I’m the youngest of four sisters all in our 20s, and we lost our sister Saima Thompson this year to Stage 4 Lung Cancer. Diagnosed at 29 in 2018, Saima was an innovative restaurateur, running award winning Masala Wala Cafe, our female owned, authentic Pakistani restaurant in Brockley, London with my mum and also co-founding a pop up bar based in Deptford alongside her friend and business partner Little Nans Bar.


When she got mysteriously ill in April of that year, it took a few weeks of back and forth with the GP until she went for a private scan where she was informed that she would immediately have to go to hospital. This is when she got taken to the cancer ward.


At the time I was living in Manchester, working for a big fashion brand, living the dream in my first fun creative marketing role, hosting blogger events and doing content marketing. I was 6 months into this lifestyle, when I was informed by another sister over the phone that Saima was in the cancer ward. Cancer?! In a panic, I packed up a suitcase and my work belongings and rushed onto the first train back down to London with no idea whether I would return to Manchester.

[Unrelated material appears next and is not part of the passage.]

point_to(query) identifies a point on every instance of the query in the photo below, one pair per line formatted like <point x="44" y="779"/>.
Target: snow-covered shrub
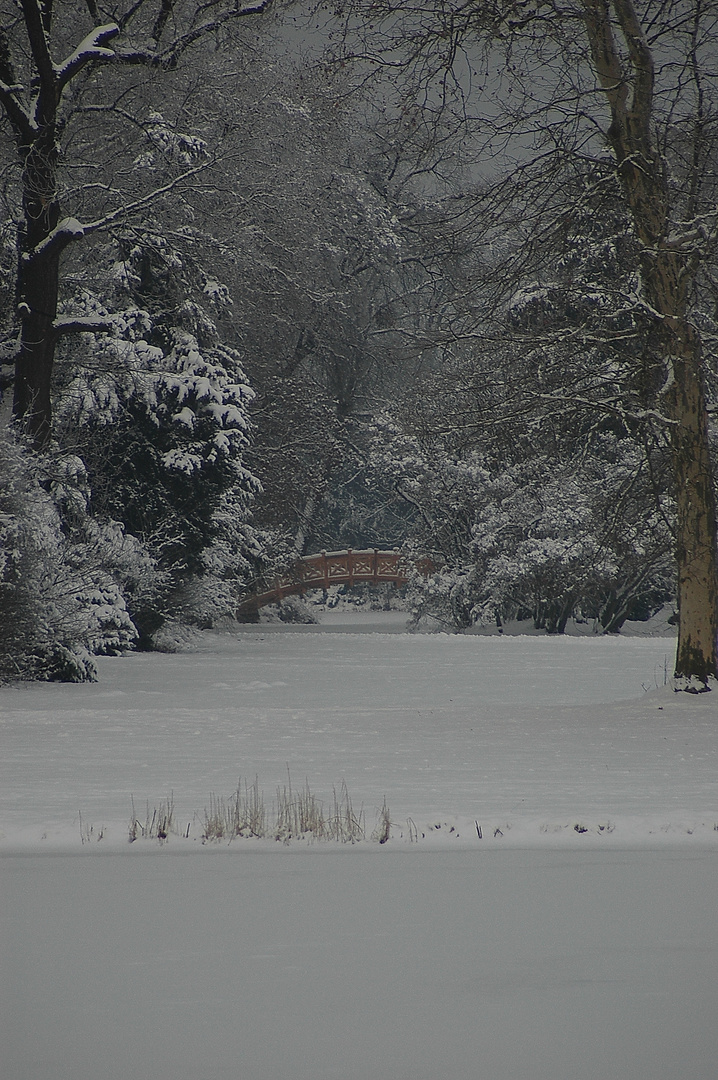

Relatively care free at a fashion press event - before Saima's diagnosis

My whole world collapsed around me, no longer was I interested in frivolous things such as drinks with my friends or going to gigs. How could I enjoy anything anymore? I felt like I had lost my identity and was no longer interested in any of life’s pleasures. Slowly but surely, whilst digesting my sister’s diagnosis, showing up for my family and supporting our female led family business, I managed to find the beauty in each day. I learnt to laugh and smile again. Saima taught me that there is so much joy and love in what we were experiencing as a collective.


Fast forward to June 2020, with what felt like no warning we were informed that this would be it. But this isn’t it, I feel her presence everywhere and I will be channelling her energy in everything I do. It has been extremely hard, as it is a surreal thing to happen and it is difficult to relate to my peers who haven’t experienced this level of loss.


For those that feel out of their depth, I encourage you to simply ask ‘How are you really doing?’. Regardless of our circumstances, it is appreciated by everyone, as it helps to defy that simple surface level chat us Brits so easily share. I don’t need you to be my therapist, I just need to feel safe enough that I can laugh or cry and not be judged.


Entering the new year, my goal is to stay connected with friends and family. I am forever grateful for my strong friendships with individuals that I share a balance of energy with, we give and take when needed. It is a blessing to be able to open myself up vulnerably whilst also making the time to be the listening ear in return. I may no longer be that carefree 20 something girl, but I have learnt life lessons that some people don't ever experience in a lifetime.